Когда стало совсем невмоготу, Маша Егорова позвонила в скорую, где ей ответили, что им не име-
ет смысл приезжать, и посоветовали приложить компресс с водкой. В результате Маша и мой сосед, которые все это время были со мной, потащили меня в ближайшую больницу. Было уже около трех часов ночи, такси нельзя было поймать, мы шли пешком — они волокли меня под руки, а руки я держал вверх, потому что как только опускал вниз, начинались адские тянущие боли. В больнице все спали, нас направили в травматологию. Врач, спросив, как зовут Машу, пошутил, не Мария ли Магдалина она.
Мне сделали укол от столбняка, несколько обезболивающих уколов, что-то вкололи в сами кисти. Мне стало легче, но опухоль не спадала еще в течение недели. Врач сказал на прощание, что если почернеют — нужно приходить, будет ампутировать, чем взбодрил необычайно. Я до утра не мог заснуть, мне мерещился какой-то бред — у меня возникали перед глазами бесконечные распятия. К утру я немного вздремнул и потом отлеживался.
В течение недели после акции я был в достаточно плохой физической форме, поэтому не интересовался ничем происходящим. Потом я более-менее пришел в себя, стал интересоваться реакцией на акцию, стали приезжать всякие знакомые. Уже вышла первая статья (естественно, негативная), журналисты приезжали брать интервью. Пока никакой страшной угрозы я не чувствовал, мы были настроены на скандал.
О том, что все серьезно, я узнал примерно недели через три, когда в какой-то православной газете вышла статья с подписями верующих, которые обратились в прокуратуру. Вначале это была районная прокуратура, куда вызвали меня, Тисленко, Мага и Машу. Дело вела какая-то молодая прокурорша, которая прониклась ко мне симпатией, сказала, что мной восхищается, а эти мракобесы не знают, что делают, состава преступления нет и она это дело закроет — так и произошло. Мы подумали, что все закончилось, дешево отделались.
Когда мы уже ничего не ждали, произошел несанкционированный обыск — пришли четверо омоновцев с каким-то мужичком-командиром в сером
пиджаке и двумя понятыми, мальчиком и девочкой в белых рубашечках, как нынешние нашисты. Они не предъявили никакого постановления об обыске — его не было, а на прощание мне просто всучили бумажку, на которой от руки был написан номер кабинета и фамилия следователя, к которому я должен был явиться через пару дней. Было конфисковано все мое барахло, скопившееся за десять лет, плюс книжки, кассеты, которые ни к чему не имели отношения.

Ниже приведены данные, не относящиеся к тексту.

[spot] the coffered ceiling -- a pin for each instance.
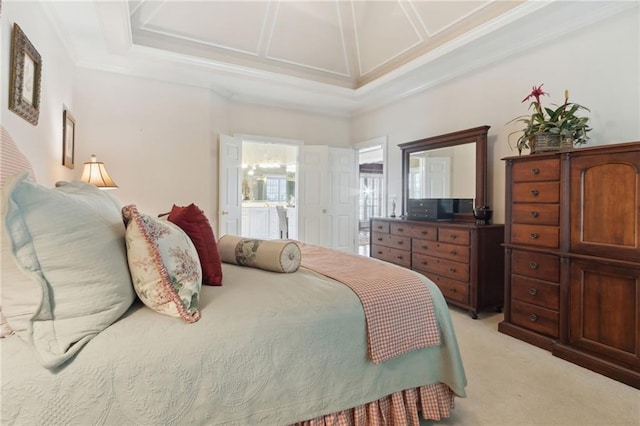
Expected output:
(334, 56)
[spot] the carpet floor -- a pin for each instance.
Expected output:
(513, 383)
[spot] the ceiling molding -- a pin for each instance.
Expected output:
(100, 36)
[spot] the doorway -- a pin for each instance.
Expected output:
(269, 189)
(372, 194)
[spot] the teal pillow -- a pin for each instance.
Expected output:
(70, 242)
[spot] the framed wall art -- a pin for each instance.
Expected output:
(68, 139)
(26, 73)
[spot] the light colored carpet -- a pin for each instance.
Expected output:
(513, 383)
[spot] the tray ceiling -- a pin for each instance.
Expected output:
(333, 56)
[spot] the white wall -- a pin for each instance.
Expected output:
(155, 138)
(41, 143)
(599, 65)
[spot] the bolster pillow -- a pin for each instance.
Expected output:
(270, 255)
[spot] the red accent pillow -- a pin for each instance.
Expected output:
(195, 224)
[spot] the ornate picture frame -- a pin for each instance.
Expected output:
(68, 139)
(26, 74)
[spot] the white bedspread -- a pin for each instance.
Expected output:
(270, 349)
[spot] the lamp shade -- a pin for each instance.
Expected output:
(96, 174)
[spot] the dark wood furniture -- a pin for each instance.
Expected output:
(465, 260)
(572, 258)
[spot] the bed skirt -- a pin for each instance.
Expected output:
(401, 408)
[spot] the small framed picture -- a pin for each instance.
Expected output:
(68, 139)
(26, 74)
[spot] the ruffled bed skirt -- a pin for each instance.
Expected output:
(398, 409)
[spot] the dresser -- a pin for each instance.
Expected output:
(572, 256)
(465, 260)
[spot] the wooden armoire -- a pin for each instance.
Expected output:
(572, 258)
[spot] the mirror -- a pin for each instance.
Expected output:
(452, 165)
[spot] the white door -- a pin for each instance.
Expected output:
(230, 192)
(313, 195)
(342, 211)
(328, 197)
(437, 172)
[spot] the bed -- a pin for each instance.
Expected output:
(267, 348)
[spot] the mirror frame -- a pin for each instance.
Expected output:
(475, 134)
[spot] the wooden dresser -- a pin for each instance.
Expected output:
(465, 260)
(572, 259)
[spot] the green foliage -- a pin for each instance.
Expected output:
(562, 120)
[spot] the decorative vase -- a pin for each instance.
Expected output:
(545, 142)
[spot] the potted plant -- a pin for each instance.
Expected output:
(550, 129)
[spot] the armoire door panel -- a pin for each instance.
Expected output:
(605, 309)
(604, 206)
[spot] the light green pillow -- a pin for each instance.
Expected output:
(70, 242)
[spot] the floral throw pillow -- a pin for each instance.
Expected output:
(164, 265)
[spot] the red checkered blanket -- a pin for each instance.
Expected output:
(397, 305)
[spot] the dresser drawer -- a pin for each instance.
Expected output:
(536, 192)
(380, 226)
(401, 229)
(454, 236)
(448, 268)
(444, 250)
(538, 170)
(424, 232)
(399, 257)
(536, 214)
(451, 289)
(393, 241)
(540, 266)
(535, 235)
(535, 318)
(540, 293)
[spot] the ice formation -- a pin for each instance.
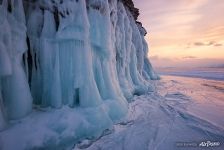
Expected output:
(89, 56)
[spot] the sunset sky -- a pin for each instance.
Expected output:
(184, 32)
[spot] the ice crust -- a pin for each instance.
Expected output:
(67, 70)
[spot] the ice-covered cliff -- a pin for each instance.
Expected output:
(68, 69)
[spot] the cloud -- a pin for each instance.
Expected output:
(211, 43)
(189, 57)
(217, 45)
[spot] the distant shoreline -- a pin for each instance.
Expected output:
(189, 76)
(203, 72)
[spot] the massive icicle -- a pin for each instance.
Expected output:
(85, 60)
(16, 94)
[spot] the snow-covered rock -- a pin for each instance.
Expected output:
(81, 58)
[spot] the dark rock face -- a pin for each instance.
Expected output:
(130, 5)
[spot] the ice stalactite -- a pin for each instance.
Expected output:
(78, 84)
(5, 63)
(86, 59)
(16, 93)
(123, 42)
(100, 30)
(148, 71)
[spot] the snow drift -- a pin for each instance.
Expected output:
(68, 69)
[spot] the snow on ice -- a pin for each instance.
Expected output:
(68, 69)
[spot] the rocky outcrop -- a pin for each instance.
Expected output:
(79, 61)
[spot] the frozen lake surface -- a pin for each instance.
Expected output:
(182, 112)
(214, 73)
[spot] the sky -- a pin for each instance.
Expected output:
(183, 33)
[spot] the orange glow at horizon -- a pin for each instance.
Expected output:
(183, 30)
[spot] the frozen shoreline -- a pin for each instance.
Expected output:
(179, 110)
(188, 110)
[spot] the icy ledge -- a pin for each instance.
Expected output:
(68, 69)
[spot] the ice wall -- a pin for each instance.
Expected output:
(82, 55)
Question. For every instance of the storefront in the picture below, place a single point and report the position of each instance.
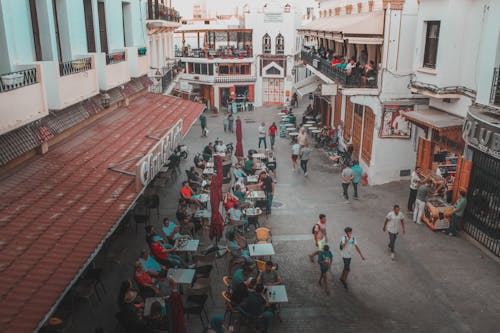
(440, 155)
(481, 133)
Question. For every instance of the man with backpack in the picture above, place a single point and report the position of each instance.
(320, 236)
(347, 243)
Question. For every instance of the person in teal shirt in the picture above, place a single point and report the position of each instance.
(357, 172)
(458, 212)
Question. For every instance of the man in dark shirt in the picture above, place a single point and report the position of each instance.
(267, 186)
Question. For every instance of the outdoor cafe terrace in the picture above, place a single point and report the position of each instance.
(215, 42)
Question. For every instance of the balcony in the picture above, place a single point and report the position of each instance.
(339, 75)
(158, 11)
(495, 87)
(22, 98)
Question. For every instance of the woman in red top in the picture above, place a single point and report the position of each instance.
(272, 133)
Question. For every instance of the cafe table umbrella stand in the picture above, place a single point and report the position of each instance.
(239, 144)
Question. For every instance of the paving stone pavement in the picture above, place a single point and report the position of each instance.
(436, 283)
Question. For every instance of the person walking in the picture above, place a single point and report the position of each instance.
(347, 243)
(272, 134)
(357, 172)
(295, 155)
(415, 182)
(458, 212)
(422, 193)
(230, 123)
(347, 176)
(325, 262)
(262, 134)
(305, 153)
(320, 236)
(203, 123)
(226, 122)
(391, 225)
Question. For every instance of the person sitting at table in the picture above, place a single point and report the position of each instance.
(151, 266)
(165, 257)
(187, 194)
(236, 214)
(220, 147)
(269, 276)
(257, 305)
(249, 167)
(238, 171)
(157, 319)
(236, 249)
(208, 151)
(239, 284)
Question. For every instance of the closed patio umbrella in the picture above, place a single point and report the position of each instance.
(239, 137)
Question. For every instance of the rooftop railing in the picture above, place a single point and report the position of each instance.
(18, 79)
(75, 66)
(352, 79)
(115, 57)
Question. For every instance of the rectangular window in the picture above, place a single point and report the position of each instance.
(89, 25)
(431, 44)
(36, 31)
(103, 32)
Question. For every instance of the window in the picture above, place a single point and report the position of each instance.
(89, 25)
(280, 44)
(431, 44)
(266, 44)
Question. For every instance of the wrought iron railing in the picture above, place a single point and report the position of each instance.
(495, 87)
(19, 79)
(115, 57)
(354, 79)
(75, 66)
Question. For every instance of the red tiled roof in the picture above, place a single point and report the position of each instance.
(57, 208)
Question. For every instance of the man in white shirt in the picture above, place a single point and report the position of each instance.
(262, 134)
(415, 182)
(391, 225)
(347, 243)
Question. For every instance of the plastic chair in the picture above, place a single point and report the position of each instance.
(263, 235)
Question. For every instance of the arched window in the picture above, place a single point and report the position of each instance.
(266, 44)
(280, 44)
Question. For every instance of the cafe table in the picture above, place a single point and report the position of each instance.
(261, 250)
(277, 295)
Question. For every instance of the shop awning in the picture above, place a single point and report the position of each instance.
(57, 209)
(435, 119)
(358, 28)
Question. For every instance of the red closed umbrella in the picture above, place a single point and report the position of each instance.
(239, 135)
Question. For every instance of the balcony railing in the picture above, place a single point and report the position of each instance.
(212, 53)
(355, 79)
(495, 87)
(19, 79)
(234, 78)
(116, 57)
(75, 66)
(158, 11)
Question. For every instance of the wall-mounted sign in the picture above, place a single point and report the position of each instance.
(394, 124)
(482, 136)
(148, 167)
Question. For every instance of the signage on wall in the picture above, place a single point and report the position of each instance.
(148, 166)
(394, 124)
(482, 136)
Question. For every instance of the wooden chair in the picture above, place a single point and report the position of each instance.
(229, 307)
(263, 236)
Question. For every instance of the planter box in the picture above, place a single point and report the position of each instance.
(12, 79)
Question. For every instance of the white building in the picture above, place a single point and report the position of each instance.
(62, 54)
(365, 109)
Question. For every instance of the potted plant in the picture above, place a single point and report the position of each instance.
(12, 79)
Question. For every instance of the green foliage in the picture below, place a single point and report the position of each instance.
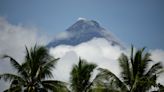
(81, 76)
(32, 73)
(135, 74)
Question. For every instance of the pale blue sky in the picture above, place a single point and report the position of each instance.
(140, 22)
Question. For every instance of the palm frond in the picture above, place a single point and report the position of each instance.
(155, 69)
(108, 75)
(55, 86)
(10, 77)
(125, 69)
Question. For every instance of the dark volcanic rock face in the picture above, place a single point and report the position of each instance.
(84, 30)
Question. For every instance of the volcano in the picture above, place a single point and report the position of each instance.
(82, 31)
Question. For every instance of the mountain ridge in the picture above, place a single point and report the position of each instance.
(82, 31)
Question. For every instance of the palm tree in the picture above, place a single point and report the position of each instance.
(135, 74)
(81, 76)
(32, 73)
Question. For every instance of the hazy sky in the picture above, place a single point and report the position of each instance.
(140, 22)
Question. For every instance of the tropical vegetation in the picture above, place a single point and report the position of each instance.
(34, 74)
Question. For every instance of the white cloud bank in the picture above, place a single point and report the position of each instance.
(97, 50)
(13, 39)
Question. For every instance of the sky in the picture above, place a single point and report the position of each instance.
(138, 22)
(25, 23)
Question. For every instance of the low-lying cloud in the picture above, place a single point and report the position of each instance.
(97, 50)
(13, 39)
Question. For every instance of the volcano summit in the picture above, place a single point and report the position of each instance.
(82, 31)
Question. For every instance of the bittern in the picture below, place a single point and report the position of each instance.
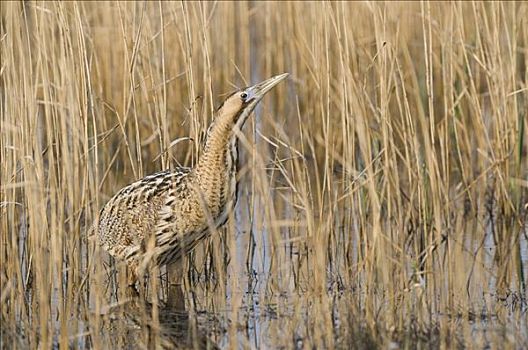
(162, 217)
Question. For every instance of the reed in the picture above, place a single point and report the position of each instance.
(383, 187)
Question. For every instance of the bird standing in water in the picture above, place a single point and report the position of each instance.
(162, 217)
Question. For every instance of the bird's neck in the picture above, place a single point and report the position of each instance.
(216, 168)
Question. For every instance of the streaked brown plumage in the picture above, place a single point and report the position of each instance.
(165, 215)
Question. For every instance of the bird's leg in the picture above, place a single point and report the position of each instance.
(175, 297)
(131, 283)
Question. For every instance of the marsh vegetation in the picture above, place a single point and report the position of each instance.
(383, 187)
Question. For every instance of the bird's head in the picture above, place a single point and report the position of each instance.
(238, 106)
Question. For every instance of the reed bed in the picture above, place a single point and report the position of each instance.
(383, 197)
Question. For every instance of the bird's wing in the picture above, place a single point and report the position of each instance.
(135, 214)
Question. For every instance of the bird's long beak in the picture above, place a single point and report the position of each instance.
(255, 94)
(257, 91)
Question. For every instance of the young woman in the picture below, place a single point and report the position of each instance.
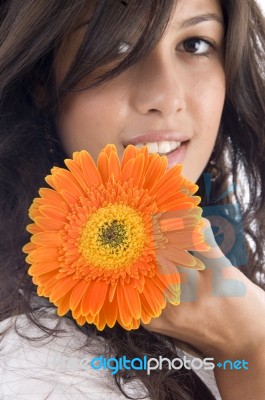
(81, 74)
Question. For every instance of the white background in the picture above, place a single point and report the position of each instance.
(262, 3)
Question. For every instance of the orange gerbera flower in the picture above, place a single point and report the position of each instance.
(106, 239)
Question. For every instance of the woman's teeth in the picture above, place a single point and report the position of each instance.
(160, 147)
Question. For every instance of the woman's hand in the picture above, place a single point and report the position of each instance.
(222, 313)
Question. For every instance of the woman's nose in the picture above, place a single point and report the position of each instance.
(158, 86)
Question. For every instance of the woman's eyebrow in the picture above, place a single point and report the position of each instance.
(200, 18)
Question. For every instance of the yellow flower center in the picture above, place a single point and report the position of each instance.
(113, 237)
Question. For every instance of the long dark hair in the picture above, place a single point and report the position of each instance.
(30, 34)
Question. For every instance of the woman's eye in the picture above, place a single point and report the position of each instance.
(197, 46)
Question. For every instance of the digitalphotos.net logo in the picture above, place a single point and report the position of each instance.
(146, 363)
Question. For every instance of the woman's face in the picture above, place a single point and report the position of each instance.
(172, 100)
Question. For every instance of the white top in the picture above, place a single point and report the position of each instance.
(56, 368)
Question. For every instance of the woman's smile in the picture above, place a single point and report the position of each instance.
(171, 100)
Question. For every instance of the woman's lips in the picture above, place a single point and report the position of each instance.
(177, 156)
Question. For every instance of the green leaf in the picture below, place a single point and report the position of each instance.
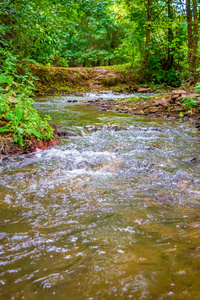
(19, 115)
(36, 133)
(20, 140)
(3, 79)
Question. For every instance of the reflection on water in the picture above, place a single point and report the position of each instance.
(110, 214)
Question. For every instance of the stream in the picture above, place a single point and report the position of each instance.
(112, 213)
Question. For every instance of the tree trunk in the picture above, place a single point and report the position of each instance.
(148, 32)
(192, 35)
(170, 57)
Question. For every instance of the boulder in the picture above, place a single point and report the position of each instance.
(163, 102)
(145, 90)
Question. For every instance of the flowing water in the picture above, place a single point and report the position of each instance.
(113, 213)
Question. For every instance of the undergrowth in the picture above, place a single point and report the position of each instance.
(17, 114)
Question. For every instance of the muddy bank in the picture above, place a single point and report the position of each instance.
(8, 147)
(58, 80)
(168, 105)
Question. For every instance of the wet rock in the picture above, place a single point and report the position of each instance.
(62, 133)
(12, 99)
(164, 199)
(145, 90)
(163, 102)
(195, 159)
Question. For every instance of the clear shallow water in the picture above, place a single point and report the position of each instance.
(83, 220)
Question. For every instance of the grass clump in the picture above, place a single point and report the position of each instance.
(18, 117)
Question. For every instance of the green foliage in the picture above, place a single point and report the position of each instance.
(197, 87)
(170, 77)
(189, 103)
(17, 114)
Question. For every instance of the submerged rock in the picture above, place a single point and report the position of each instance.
(164, 199)
(195, 159)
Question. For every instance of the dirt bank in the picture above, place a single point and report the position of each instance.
(58, 80)
(170, 105)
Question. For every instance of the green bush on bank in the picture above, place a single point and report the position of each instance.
(17, 114)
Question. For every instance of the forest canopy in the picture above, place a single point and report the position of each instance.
(159, 38)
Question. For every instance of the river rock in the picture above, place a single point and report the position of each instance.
(163, 102)
(12, 99)
(164, 199)
(195, 159)
(145, 90)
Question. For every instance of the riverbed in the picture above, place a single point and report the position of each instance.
(111, 213)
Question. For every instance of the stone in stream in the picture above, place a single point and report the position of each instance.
(195, 159)
(164, 199)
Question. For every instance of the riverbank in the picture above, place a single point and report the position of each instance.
(176, 104)
(60, 80)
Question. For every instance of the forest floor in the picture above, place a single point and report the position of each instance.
(172, 103)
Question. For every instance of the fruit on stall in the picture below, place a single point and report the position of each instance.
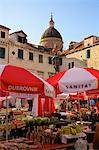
(71, 129)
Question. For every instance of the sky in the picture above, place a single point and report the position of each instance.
(74, 19)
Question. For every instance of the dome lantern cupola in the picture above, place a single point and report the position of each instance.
(51, 22)
(51, 37)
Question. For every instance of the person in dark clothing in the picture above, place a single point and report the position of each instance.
(63, 106)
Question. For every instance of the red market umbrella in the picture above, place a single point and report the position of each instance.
(75, 80)
(19, 80)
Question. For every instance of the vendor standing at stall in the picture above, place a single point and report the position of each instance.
(63, 106)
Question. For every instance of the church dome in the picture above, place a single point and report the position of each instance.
(51, 38)
(51, 32)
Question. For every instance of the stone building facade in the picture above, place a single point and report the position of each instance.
(42, 59)
(86, 51)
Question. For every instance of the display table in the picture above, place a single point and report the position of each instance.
(68, 138)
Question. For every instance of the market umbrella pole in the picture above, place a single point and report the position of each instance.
(6, 118)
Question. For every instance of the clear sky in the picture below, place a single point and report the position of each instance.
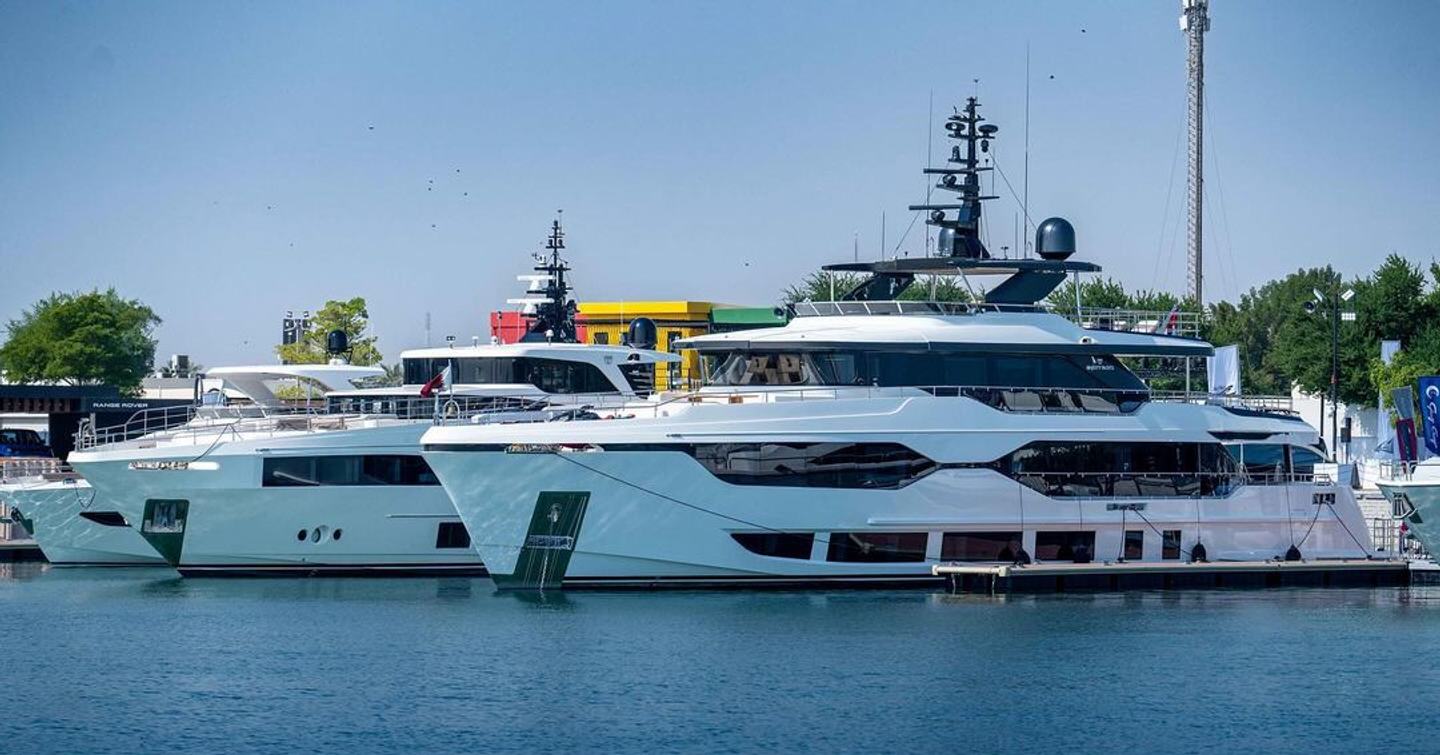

Тисленко явился через пару часов после обыска и сказал, что нам всем лучше сотрудничать со следствием, чтобы не злить, а потом просто затянуть дело и тем временем искать обходные пути. Для меня таким путем служил отъезд в Болгарию: я тут же позвонил Боряне Росса и попросил сделать какое-нибудь приглашение от галереи или фестиваля, чтобы я уехал. Она тут же привлекла директора фестиваля, он сделал реальное приглашение — фестиваль прошел в конце сентября, мы действительно в нем участвовали.
До отъезда в Болгарию я сделал еще один перформанс с распятием «Гражданин X», на этот раз в Галерее Марата Гельмана (спустя полгода, 22 сентября). Он был рефлексией на все то, что произошло после 1 апреля — на реакцию православных, арт-сообществг и прочих. Мне писали, что это все не оригинально, что венские акционисты уже все сделали. Милена Орлова написала омерзительную статью, в которой сказала, что это жалко, отвратительно и вторично.